The new view of West Chelsea, as glass boxes grip the High Line, accompanied by Armani billboards in matching shades of icy glacial blue. This scene, with crane slicing the sky, epitomizes our present day.
The High Line, like a suddenly wet watering hole in a dry desert, has attracted condo and hotel towers like thirsty rhinos to its shores. They push and shoulder each other out of the way, crushing whatever gets underfoot.
And the developers demolishing the most ancient of meatpacking plants insist the High Line is a hardship, a detriment to construction. Tell that to the rest of the builders who just keep on building.
Nearby, 456 West 19th has been topped with a rollercoaster rail. No, that's just more undulation.
Also on the rise, HL 23 with its misshapen foldy bits beginning to recline over the High Line. Here its crane casts a shadow onto "Highline 519." And what is that below, a brick tenement with tin cornice? Shouldn't that have been demolished by now?

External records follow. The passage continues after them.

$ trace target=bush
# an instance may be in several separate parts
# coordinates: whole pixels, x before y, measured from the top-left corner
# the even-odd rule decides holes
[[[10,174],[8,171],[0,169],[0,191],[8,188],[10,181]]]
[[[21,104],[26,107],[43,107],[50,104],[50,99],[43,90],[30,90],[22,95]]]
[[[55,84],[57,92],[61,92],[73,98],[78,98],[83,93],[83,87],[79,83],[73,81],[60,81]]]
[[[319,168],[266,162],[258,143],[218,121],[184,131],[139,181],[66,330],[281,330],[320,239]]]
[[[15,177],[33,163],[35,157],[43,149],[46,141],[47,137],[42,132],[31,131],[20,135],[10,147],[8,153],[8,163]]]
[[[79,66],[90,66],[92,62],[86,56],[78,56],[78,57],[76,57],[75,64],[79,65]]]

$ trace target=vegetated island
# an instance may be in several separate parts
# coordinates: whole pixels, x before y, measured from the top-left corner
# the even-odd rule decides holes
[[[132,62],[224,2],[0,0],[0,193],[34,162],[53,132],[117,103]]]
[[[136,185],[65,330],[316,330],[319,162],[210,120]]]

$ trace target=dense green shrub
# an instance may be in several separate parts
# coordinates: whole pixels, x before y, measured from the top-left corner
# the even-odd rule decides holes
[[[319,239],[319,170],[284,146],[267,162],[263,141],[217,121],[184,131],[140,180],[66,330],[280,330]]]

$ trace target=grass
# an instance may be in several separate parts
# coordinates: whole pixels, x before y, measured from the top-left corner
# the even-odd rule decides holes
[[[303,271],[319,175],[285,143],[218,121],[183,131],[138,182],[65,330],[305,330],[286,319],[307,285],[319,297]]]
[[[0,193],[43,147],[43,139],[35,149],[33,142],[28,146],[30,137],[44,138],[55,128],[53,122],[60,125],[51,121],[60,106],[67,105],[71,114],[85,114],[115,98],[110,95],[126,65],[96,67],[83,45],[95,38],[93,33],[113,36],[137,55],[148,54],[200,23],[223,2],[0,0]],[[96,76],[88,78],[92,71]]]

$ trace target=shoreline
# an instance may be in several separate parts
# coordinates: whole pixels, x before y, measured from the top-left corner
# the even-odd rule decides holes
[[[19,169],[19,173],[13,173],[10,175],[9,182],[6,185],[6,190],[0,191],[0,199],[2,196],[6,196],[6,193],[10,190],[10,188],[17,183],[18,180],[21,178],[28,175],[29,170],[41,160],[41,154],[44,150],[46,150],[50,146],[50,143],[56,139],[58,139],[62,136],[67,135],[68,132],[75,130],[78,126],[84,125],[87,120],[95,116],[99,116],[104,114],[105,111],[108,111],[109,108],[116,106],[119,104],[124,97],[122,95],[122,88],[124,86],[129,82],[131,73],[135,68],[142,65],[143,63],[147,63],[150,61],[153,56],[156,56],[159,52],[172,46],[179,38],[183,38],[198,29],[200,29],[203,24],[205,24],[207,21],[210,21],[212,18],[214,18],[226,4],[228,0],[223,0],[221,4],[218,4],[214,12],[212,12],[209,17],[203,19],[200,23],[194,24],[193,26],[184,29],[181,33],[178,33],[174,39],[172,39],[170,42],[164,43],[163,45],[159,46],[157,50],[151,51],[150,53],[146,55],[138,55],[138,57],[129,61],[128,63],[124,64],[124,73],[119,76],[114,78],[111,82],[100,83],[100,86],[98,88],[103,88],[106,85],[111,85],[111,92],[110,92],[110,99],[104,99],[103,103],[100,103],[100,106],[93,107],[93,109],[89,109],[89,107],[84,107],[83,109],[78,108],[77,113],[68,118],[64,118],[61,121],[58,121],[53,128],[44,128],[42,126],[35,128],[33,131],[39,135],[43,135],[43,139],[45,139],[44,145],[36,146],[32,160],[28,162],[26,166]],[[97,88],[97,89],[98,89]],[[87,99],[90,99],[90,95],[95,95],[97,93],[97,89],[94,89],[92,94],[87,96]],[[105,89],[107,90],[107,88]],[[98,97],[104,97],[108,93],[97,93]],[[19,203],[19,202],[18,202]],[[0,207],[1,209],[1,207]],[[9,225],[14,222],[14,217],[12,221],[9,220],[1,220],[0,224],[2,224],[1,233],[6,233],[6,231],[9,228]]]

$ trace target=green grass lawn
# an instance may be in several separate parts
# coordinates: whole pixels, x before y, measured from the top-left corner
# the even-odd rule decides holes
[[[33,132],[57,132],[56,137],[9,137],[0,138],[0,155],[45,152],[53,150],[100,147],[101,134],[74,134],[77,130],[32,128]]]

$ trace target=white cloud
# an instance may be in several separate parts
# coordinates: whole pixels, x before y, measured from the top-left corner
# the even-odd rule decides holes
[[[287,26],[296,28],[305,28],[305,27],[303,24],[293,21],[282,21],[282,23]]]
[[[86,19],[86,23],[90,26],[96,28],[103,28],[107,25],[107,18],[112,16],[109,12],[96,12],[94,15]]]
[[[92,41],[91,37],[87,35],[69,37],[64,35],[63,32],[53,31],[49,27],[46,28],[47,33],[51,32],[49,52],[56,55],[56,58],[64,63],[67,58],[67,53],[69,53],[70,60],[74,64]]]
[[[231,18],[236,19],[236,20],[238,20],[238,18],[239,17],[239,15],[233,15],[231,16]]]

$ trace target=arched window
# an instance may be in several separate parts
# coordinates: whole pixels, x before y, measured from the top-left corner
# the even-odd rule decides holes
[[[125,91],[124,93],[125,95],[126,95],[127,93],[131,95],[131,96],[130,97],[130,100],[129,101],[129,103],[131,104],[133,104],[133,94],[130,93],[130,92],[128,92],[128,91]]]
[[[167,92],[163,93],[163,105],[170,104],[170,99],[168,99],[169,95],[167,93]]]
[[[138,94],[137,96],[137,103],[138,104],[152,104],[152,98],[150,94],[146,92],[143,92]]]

HL 23's "Sales Tin" features a quote from the building's architect from the following statement:
"In the early 1980s, I lived in New York City and spent a great deal of time in far West Chelsea, imagining and even drawing designs for buildings that would celebrate its gritty, industrial romance and the beautifully decaying form of the High Line. I cannot overstate how satisfying it is for our firm to create a formally challenging, artistic project here more than 25 years later, addressing a practical demand for the people who will live inside the building and a local demand for the public who will experience it from the sidewalks, the High Line, and from other buildings throughout the West Chelsea arts district."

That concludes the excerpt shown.